Let $G$ be an abelian group of order $m$. If $n$ divides $m$, prove that $G$ has a subgroup of order $n$. [duplicate]

So I know $|G|=p_1p_2p_3\cdots p_n$ but I don't know where to go from there. I'm having trouble figuring out how they both relate.

Hint: Step 1: By the fundamental theorem of finite abelian groups, you know that $G\cong\Bbb Z/(p_1^{k_1})\times\cdots \Bbb Z/(p_r^{k_r})$ (note that $p_i$ and $p_j$ need not be distinct for $i\neq j$). Then if $\left|G\right| = m$, what is $m$ in terms of the $p_i^{k_i}$'s? (What is $\left|\Bbb Z/(p^r)\right|$? If $H$ and $K$ are finite abelian groups, what is $\left|H\times K\right|$?)

Step 2: Writing $m = \prod_{p\textrm{ prime}}p^{r_p}$, $n = \prod_{p\textrm{ prime}}p^{s_p}$, what can you say about the $s_p$'s in terms of the $r_p$'s? (Is one bounded by the other for all $p$, perhaps?) How does the factorization of $m$ into primes relate to the expression you found for the order of $G$ in step 1?

Step 3: Next, you want to use your knowledge of the subgroups of a cyclic group: in particular, what are the subgroups of $\Bbb Z/(N)$ for arbitrary $N\in\Bbb Z$ (and what are their orders)?

Step 4: Using this information, you'll be able to use the decomposition of $G$ given by the fundamental theorem of finite abelian groups to find subgroups $H_i$ of each factor $\Bbb Z/(p_i^{k_i})$ such that $\left|H_1\times\cdots\times H_r\right| = n$. Here you'll need to take a bit of care, as even though $\left|G\right| = p_1^{k_1}\cdots p_r^{k_r}$, $G$ need not be isomorphic to $\Bbb Z/(p_1^{k_1})\times\cdots\times\Bbb Z/(p_r^{k_r})$ - so you may find that you have a prime factor $q$ of $n$ for which there is no factor $\Bbb Z/(p_i^{k_i})$ of $G$ with $q$ dividing $p_i^{k_i}$ (Why is this relevant? Think about step 3.). However, this can be remedied using the observations you made in step $2$.

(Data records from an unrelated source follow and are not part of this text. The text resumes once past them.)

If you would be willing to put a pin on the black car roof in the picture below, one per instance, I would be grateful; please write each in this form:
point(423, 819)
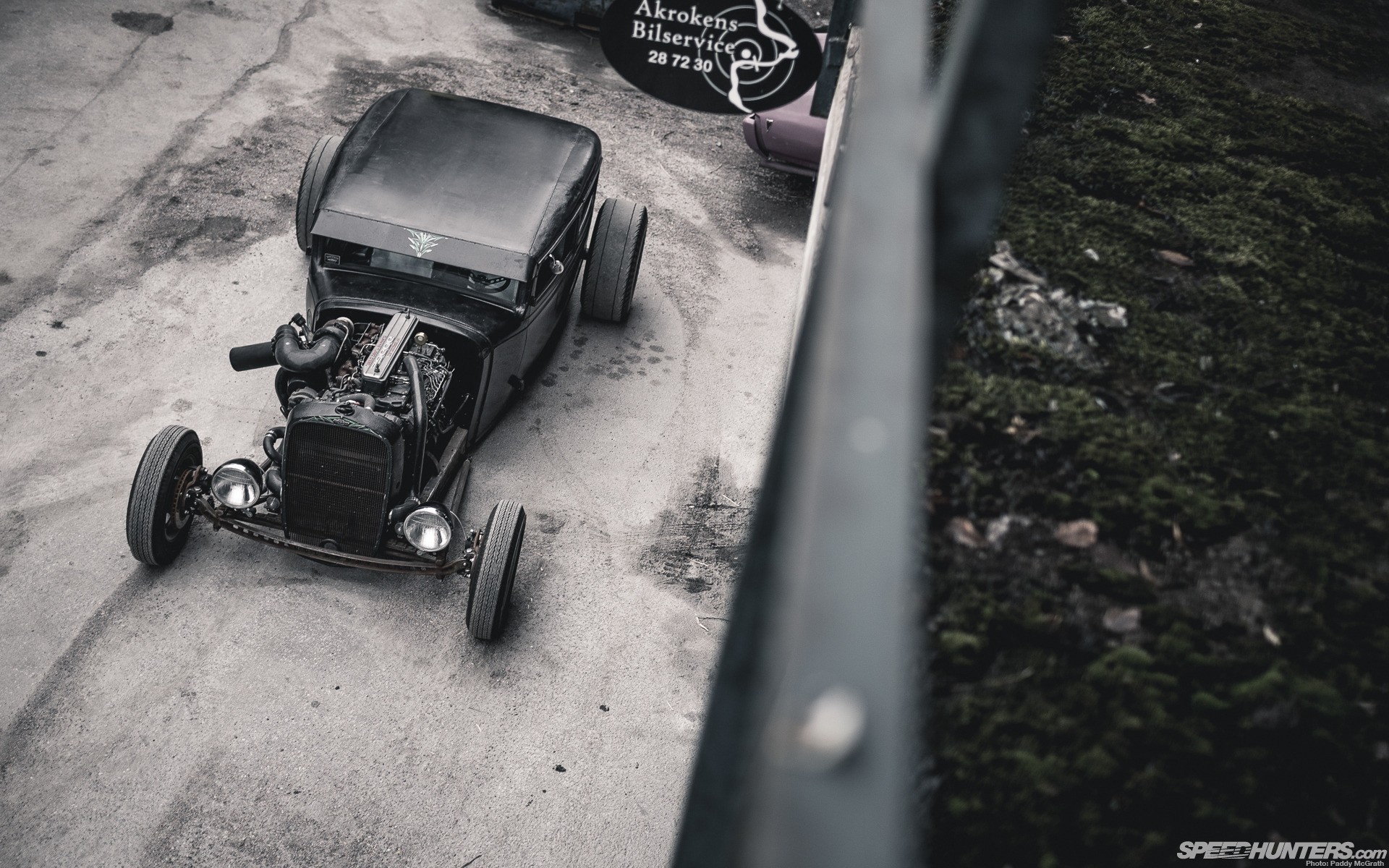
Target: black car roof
point(459, 181)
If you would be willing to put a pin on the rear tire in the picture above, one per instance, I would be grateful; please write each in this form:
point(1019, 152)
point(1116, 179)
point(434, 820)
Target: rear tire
point(616, 258)
point(156, 527)
point(495, 570)
point(312, 187)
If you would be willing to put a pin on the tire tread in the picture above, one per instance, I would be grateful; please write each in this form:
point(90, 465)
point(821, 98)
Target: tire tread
point(490, 582)
point(143, 509)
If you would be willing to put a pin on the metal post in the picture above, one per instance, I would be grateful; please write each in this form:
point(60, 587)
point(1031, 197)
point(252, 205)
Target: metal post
point(812, 739)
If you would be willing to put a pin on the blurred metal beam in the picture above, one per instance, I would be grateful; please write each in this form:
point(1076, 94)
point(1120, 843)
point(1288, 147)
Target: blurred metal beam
point(812, 739)
point(836, 42)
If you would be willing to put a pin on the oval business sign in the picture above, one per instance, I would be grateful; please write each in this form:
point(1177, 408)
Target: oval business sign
point(718, 56)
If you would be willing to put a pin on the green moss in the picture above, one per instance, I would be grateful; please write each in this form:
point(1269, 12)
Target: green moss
point(1236, 442)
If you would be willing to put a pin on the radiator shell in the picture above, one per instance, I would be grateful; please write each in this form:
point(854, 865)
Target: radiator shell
point(342, 471)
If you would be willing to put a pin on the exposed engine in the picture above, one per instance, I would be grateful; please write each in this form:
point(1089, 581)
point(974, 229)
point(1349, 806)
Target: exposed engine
point(363, 403)
point(375, 373)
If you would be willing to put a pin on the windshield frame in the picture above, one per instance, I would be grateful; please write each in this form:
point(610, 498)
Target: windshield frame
point(514, 295)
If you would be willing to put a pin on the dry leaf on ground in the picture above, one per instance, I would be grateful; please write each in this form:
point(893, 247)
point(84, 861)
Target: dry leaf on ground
point(963, 532)
point(1121, 620)
point(1078, 534)
point(1176, 259)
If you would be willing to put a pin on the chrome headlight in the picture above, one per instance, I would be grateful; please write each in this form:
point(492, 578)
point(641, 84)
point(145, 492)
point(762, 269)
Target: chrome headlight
point(428, 529)
point(238, 484)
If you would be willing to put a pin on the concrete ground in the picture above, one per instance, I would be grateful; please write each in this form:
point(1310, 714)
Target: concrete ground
point(246, 706)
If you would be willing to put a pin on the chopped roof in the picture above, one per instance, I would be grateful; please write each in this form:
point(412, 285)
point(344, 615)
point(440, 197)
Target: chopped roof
point(457, 181)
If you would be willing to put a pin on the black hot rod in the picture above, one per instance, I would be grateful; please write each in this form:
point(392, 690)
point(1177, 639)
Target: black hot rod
point(445, 237)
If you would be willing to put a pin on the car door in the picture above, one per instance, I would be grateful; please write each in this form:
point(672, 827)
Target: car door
point(552, 299)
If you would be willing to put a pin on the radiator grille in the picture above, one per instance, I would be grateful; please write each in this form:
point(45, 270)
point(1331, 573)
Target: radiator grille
point(336, 485)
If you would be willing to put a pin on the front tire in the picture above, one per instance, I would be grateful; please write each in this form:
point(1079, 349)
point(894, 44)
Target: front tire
point(495, 570)
point(616, 258)
point(156, 520)
point(312, 182)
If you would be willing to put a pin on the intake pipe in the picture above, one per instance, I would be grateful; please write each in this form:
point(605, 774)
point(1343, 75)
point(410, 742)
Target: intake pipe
point(286, 352)
point(417, 398)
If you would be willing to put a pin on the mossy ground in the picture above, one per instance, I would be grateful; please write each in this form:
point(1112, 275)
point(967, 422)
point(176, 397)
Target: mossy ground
point(1233, 453)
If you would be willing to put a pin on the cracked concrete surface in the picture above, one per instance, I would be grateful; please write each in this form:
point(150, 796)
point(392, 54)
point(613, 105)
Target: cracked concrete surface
point(249, 707)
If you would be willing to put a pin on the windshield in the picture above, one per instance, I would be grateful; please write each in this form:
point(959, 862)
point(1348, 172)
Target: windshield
point(502, 291)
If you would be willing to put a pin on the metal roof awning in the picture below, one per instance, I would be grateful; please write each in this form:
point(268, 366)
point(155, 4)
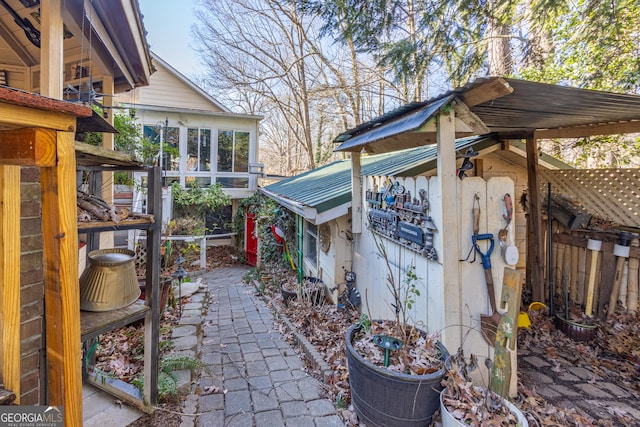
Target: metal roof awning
point(300, 193)
point(511, 108)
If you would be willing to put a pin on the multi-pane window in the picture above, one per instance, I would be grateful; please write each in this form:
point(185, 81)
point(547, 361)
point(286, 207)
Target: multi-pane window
point(171, 136)
point(198, 150)
point(311, 243)
point(233, 151)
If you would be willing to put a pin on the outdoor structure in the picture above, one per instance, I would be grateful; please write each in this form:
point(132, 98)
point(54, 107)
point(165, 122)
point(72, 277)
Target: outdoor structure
point(84, 52)
point(516, 114)
point(216, 145)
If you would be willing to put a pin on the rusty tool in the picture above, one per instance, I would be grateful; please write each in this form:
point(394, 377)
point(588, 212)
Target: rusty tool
point(488, 323)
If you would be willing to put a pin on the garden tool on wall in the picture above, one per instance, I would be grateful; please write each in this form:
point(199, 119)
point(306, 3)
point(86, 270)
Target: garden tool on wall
point(466, 163)
point(594, 246)
point(488, 323)
point(622, 252)
point(505, 236)
point(279, 235)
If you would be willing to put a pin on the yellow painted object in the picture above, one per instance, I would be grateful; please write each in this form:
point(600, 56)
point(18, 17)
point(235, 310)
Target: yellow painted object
point(536, 306)
point(523, 320)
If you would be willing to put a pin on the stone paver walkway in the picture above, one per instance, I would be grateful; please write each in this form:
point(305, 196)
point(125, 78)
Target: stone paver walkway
point(263, 378)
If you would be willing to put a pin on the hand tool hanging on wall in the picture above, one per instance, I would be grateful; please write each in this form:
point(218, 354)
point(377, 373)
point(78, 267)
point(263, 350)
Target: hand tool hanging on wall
point(488, 323)
point(594, 246)
point(510, 250)
point(621, 251)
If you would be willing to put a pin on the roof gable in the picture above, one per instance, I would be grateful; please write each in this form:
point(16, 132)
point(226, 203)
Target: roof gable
point(169, 88)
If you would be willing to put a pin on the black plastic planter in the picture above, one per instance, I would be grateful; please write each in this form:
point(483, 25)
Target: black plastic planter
point(385, 398)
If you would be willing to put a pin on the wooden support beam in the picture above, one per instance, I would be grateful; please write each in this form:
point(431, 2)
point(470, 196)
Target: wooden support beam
point(10, 284)
point(613, 128)
point(23, 116)
point(494, 89)
point(152, 294)
point(449, 233)
point(28, 147)
point(61, 286)
point(52, 49)
point(535, 241)
point(356, 194)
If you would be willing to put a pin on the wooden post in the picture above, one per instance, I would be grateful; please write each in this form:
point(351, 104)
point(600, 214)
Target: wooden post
point(582, 275)
point(573, 288)
point(106, 183)
point(152, 293)
point(535, 244)
point(356, 194)
point(632, 291)
point(449, 232)
point(61, 286)
point(51, 49)
point(10, 285)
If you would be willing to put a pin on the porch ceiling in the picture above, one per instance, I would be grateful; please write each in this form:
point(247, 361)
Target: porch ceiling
point(513, 109)
point(114, 27)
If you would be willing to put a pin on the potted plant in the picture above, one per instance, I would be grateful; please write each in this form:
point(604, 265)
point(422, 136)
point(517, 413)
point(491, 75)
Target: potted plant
point(465, 404)
point(395, 369)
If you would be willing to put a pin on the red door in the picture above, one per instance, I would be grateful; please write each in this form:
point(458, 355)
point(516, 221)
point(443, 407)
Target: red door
point(251, 240)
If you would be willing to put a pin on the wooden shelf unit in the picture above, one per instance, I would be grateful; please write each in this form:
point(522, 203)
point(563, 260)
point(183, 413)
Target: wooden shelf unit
point(93, 324)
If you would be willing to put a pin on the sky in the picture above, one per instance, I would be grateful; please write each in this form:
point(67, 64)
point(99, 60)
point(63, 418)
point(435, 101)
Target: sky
point(168, 24)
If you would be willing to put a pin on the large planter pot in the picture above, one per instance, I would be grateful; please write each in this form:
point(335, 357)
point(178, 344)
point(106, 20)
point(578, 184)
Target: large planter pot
point(448, 420)
point(382, 397)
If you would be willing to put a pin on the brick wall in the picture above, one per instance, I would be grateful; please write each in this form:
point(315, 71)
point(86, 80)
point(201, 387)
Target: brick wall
point(32, 286)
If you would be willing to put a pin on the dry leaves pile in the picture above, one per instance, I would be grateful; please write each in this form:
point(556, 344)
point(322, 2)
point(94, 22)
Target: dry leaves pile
point(120, 353)
point(469, 404)
point(612, 356)
point(325, 327)
point(418, 355)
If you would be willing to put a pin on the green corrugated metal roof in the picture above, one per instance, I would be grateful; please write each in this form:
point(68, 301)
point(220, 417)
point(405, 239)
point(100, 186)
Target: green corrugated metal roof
point(329, 186)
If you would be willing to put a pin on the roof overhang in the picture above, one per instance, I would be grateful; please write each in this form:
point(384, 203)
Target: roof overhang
point(513, 109)
point(416, 128)
point(109, 33)
point(311, 214)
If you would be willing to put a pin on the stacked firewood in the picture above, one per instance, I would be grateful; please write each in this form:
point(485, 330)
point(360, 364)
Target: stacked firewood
point(93, 208)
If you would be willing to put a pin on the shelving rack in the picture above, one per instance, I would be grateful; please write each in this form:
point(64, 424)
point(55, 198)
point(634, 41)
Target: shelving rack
point(92, 160)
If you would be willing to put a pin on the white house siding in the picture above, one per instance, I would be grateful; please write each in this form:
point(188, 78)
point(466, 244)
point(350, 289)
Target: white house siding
point(497, 166)
point(337, 260)
point(428, 311)
point(186, 120)
point(167, 90)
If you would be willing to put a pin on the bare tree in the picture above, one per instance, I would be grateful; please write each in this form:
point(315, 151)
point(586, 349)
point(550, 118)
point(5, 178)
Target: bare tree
point(266, 57)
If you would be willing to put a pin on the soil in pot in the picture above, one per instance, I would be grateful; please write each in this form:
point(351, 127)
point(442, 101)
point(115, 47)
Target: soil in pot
point(392, 397)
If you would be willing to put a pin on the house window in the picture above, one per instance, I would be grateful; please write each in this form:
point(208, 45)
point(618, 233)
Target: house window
point(233, 151)
point(170, 136)
point(198, 150)
point(311, 244)
point(227, 182)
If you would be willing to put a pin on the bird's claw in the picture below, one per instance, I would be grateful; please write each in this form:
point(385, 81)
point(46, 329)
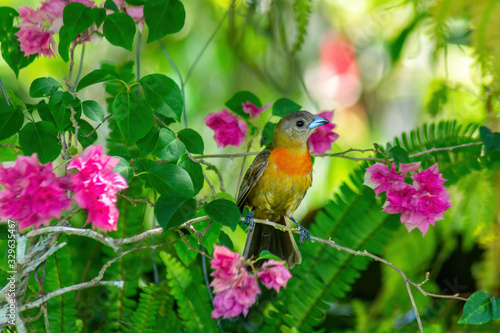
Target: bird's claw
point(304, 233)
point(249, 220)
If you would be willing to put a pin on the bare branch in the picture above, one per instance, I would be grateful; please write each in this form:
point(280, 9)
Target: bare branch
point(64, 290)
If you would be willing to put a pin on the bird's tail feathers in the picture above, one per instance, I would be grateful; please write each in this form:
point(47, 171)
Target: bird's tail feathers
point(280, 243)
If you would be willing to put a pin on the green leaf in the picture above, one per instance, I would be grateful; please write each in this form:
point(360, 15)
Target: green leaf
point(166, 177)
point(133, 115)
point(12, 54)
point(93, 110)
point(119, 30)
point(11, 120)
point(195, 172)
point(163, 17)
point(110, 4)
point(97, 76)
point(148, 143)
point(40, 138)
point(44, 87)
point(491, 140)
point(192, 140)
point(185, 254)
point(100, 15)
point(399, 155)
point(173, 208)
point(477, 309)
point(86, 129)
point(58, 106)
point(64, 43)
point(168, 147)
point(211, 237)
point(241, 97)
point(284, 106)
point(495, 308)
point(224, 211)
point(124, 169)
point(77, 18)
point(267, 134)
point(7, 16)
point(163, 95)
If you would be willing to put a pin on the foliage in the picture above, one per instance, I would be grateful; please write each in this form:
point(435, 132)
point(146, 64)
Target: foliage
point(141, 113)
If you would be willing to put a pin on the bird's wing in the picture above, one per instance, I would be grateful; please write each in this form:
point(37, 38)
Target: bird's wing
point(252, 175)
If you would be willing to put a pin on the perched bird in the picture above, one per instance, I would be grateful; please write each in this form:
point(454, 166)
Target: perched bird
point(275, 184)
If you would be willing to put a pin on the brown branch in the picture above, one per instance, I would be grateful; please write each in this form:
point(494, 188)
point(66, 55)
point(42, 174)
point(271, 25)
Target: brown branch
point(134, 202)
point(64, 290)
point(210, 166)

If $|G|={p_1}^{k_1}{p_2}^{k_2}....{p_n}^{k_n}$ and $ n={p_1}^{r_1}{p_2}^{r_2}....{p_n}^{r_n}$ where $n|m$, and $p_i's$ may be equal or distinct and as $G \cong \mathbb{Z_{p_1^{k_1}}} \times \mathbb{Z_{p_2^{k_2}}}......\mathbb{Z_{p_n^{k_n}}} $ pick, $a_1 \in \mathbb{Z_{p_1^{k_1}}} $ such that $|a_1|=p_1^{r_1}$, and similarly $a_2,a_3,,,,a_n$ etc i.e. $|a_i|=p_i^{r_i}$. Then $a_1.a_2.a_3...a_n$ is an element of order $n$ as $G$ is abelian.

Apply induction on order of $G$. It is true for $m=1$.

Let $p$ be a prime dividing $n$ ,then $p$ divides $m$. So $G$ has an element $a$ of order p. Consider $K=\langle a \rangle$, thus $O(G/K)=m/p$, which is less than $m$.

Let $n=m_1p$. So by the induction hypothesis $G/K$ has a subgroup of order $ m_1 $ (say, $H/K$) where $H$ is a subgroup of $G$ containing $K$. Hence, $O(H)=m_1p=n$.